In Sunday’s accident, a commuter jet at Lexington’s airport struggled to get airborne and crashed after it made a wrong turn and took off from a runway that was too short.

The sole survivor, the plane’s first officer, was critically injured.

A Runway Awareness and Advisory System made by Phoenix-based Honeywell Aerospace, a unit of Honeywell International Inc., uses a mechanical voice to identify the runway by number before takeoff and warns pilots if the runway is too short for their plane.

The system, which can pinpoint a plane’s location using global-positioning systems, also alerts pilots if they are trying to take off from a taxiway instead of a runway.

The software program – an enhancement to Honeywell’s widely used ground proximity warning system that alerts pilots to mountain peaks ahead – costs about $18,000 per plane.

It was developed in response to Federal Aviation Administration concerns over runway accidents and close calls.

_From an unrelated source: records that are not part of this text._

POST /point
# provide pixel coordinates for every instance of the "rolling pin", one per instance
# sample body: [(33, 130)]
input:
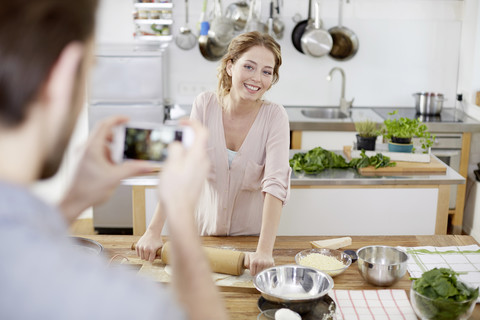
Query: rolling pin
[(221, 260)]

While other vendors may offer similar systems, Honeywell’s is the only one certified by the FAA, company spokesman Bill Reavis said.

The FAA certified Honeywell’s system in 2003 but did not require its use.

“We are always looking at new technology,” FAA spokeswoman Diane Spitaliere said. “I know Honeywell has the system, but I don’t know where it is (in the review process).”

About 600 commercial and business-class aircraft worldwide have the device, and the company has orders for 700 more. The FAA says there are about 8,000 planes in the U.S. fleet – about half of them large commercial airliners.

Only Alaska Airlines, a unit of Alaska Air Group Inc.; Air France, part of Air France-KLM; FedEx Corp.; Lufthansa AG; and Malaysia Airlines have ordered the system for their planes, Reavis said. No commuter airlines have the warning device.